The Harriman twins and another brother enlisted in the Army as an homage of sorts to their father, a retired Army major who piloted helicopters.

Steve got out after about five years. His brother, the careerist, stayed.

“He had it all figured out,” Steve said. “He wanted to be a teacher when he got out.”

According to his brother, Stan would’ve taught body shop or carpentry.

“He was a very hands-on type guy,” Steve said.

A combat engineer in the Army, Stan used to build structures of another kind abroad: bridges that could be blown up after use.

Chris served with Stan for nine months as a medic in both Nigeria and Afghanistan.

Stan was one to take in the rays. Chris remembered giving him a dose of the antimalarial medication, doxycycline and warning him that the medicine required limited sun exposure of the patient.

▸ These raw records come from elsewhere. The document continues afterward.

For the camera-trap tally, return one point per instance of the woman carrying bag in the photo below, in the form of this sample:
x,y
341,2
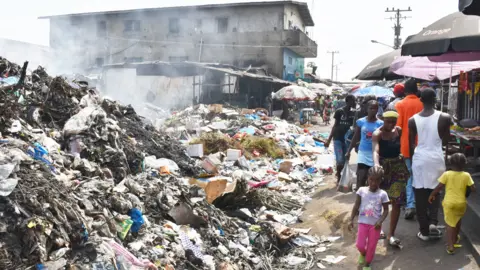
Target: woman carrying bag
x,y
386,153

That didn’t stop Stan. Hours later, Chris came upon him risking a painful case of sunburn and “sunning himself in nothing but a pair of black shorts.”

“He had this pair of overalls that he made into shorts,” Steve said. “That’s how he was happiest, when he was wearing those overalls and working outside. He’d love to be outside in the sun.”

Steve’s daughter now wears the overalls to the tournament every year as a tribute to her uncle.